In order to prevent this from going haywire, we'll simply need to catch the error when doing the said API call.

    .flatMap { [unowned interactor] model in
        interactor.getNestedModels(from: model).catchErrorJustReturn([])

This is something we can work with. Do note that you'll still need an outer error catching mechanism in case your initial apiCall fails, through which we create the model in this case. This is one of the most important things you need to keep on your mind while chaining requests (besides the capture list).

Completable chaining

Sometimes, you'll simply want to execute an action and get notified when it completes, without actually wanting any sort of response other than that. In those instances, you'll want to use a Completable trait. Essentially, what completable does differently in comparison to a regular Observable, Driver or a Single is that when the job is done, it completes.

That's great, right? Well, yes - unless you need to chain something after that operation. Why? Well, because the signal completes therefore ends up being disposed. You might be wondering how that is useful now, but in some cases where all you care for is, for example, an upload or a download, it'll do more than enough.

But fret not, there's an operator to save us from that, too, and it's called andThen(). This comes in handy when you need to display a message or navigate somewhere, or just keep your sequence alive once the operation finishes.

Using the operator, you can effectively chain anything you want, just like with a normal Observable:

    .andThen(Observable.just("Operation completed!"))

Just like that, your sequence will still be alive and well and you can keep chaining other operations on to it as you like.

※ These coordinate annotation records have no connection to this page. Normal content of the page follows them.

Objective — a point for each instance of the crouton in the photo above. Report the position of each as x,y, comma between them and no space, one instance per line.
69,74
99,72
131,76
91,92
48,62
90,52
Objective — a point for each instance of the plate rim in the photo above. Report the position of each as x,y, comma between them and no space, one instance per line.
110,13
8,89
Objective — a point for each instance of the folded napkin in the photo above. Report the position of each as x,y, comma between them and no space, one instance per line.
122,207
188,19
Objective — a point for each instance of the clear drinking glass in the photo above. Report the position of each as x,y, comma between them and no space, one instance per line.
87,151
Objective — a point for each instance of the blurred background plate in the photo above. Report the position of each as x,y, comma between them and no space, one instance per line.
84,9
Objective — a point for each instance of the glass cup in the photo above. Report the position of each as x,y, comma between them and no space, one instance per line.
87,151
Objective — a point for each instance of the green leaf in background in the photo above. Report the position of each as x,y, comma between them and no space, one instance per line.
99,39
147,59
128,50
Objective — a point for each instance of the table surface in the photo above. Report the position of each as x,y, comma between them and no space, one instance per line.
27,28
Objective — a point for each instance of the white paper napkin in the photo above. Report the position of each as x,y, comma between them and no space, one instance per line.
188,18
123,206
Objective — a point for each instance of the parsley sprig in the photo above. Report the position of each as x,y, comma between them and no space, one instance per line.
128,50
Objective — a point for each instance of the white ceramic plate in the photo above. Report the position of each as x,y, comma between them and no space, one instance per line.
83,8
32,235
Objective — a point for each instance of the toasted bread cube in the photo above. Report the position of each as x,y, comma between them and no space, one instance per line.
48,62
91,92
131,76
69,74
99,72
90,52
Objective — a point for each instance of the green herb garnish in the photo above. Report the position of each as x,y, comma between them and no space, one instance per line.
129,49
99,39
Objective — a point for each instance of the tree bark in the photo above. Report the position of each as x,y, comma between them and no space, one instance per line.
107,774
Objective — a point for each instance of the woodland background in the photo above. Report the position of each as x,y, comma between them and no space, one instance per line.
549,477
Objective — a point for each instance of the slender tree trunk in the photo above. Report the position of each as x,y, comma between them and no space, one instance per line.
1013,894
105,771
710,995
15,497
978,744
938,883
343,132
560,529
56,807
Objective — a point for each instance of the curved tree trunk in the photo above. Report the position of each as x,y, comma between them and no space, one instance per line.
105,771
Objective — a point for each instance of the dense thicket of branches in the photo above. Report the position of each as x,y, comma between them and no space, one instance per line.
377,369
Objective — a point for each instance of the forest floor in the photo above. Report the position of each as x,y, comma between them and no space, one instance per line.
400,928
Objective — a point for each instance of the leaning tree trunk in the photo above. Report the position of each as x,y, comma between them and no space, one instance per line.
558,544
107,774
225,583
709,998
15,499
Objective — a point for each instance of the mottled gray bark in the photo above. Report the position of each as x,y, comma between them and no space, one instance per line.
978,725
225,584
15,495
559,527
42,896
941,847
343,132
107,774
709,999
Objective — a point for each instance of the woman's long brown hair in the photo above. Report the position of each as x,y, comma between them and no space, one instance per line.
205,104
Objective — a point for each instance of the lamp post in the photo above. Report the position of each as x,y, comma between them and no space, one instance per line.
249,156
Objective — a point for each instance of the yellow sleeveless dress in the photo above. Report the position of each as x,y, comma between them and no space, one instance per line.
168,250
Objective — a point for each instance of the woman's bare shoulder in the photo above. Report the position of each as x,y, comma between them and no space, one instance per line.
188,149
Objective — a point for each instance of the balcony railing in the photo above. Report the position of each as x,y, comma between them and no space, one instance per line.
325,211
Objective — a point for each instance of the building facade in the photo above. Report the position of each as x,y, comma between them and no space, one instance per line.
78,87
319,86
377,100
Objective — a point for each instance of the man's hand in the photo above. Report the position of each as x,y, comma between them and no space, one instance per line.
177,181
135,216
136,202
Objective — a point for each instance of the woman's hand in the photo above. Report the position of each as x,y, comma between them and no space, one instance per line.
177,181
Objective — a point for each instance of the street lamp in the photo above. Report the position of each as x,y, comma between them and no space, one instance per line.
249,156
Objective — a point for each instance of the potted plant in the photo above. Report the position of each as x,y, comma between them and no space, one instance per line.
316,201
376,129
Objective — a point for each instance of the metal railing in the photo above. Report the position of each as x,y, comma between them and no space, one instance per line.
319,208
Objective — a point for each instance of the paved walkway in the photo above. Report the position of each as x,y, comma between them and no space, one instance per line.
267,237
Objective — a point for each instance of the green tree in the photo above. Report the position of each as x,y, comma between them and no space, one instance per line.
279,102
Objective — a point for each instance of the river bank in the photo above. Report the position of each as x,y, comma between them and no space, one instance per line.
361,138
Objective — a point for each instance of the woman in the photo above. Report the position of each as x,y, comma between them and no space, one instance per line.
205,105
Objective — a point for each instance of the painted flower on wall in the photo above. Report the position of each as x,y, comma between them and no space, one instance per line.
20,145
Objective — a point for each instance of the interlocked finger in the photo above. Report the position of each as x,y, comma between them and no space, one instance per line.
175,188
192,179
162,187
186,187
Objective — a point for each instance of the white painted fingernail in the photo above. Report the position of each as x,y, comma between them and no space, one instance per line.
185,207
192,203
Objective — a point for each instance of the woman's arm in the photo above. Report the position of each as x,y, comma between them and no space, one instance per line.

If you take a second to compare this to an existing operator, you'll soon see that it's essentially the same thing as flatMap. The main difference between the two is that andtThen is semantically more correct to use when you work with a Completable.

Subjects, Relays and memory leaks

We've mentioned that passing Subjects or Relays from a child module into the parent module and storing them there is not a good idea. At first, it might not seem like a bad idea and that is perfectly reasonable. However, if you store a subject or a relay from your parent module in a child as a property, you're essentially storing that into an object that has a different lifecycle from the object where it was created.

Why does that matter? Well, because that different object will also have its DisposeBag, to which you'll add your Disposables which will include any Rx sequences derived from that Subject or a Relay.

What does that mean? Since it was stored, given a value, and added into the DisposeBag, due to how Relays and Share in RxSwift works, it will end up clutching onto the last value it stored, even when the child module deallocates, cleaning up resources from it's DisposeBag!.

Why does that happen? Because the subject itself came from a different object that is still alive and well, along with its DisposeBag. It's still holding value internally and depending on the size of the value it stored that might end up being a larger or a smaller leak. Of course, this will fix itself once the parent object completely deallocates, but for the time being it will end up consuming additional memory. In case of larger objects, that might build up quite a bit or eventually even cause some weird bugs because of value replay.

Another example of that would also be any cell, in case you decide to store your DisposeBag in its item/presenter. However, due to how cells work, DisposeBag in almost all instances ends up being in a cell since we also need to take care of the prepareForReuse calls, which we've already covered in previous parts of the handbook.

To sum it all up, keep your subjects in the scope of your functions (preferably the configure functions) and pass it around without storing it between objects with different lifecyles.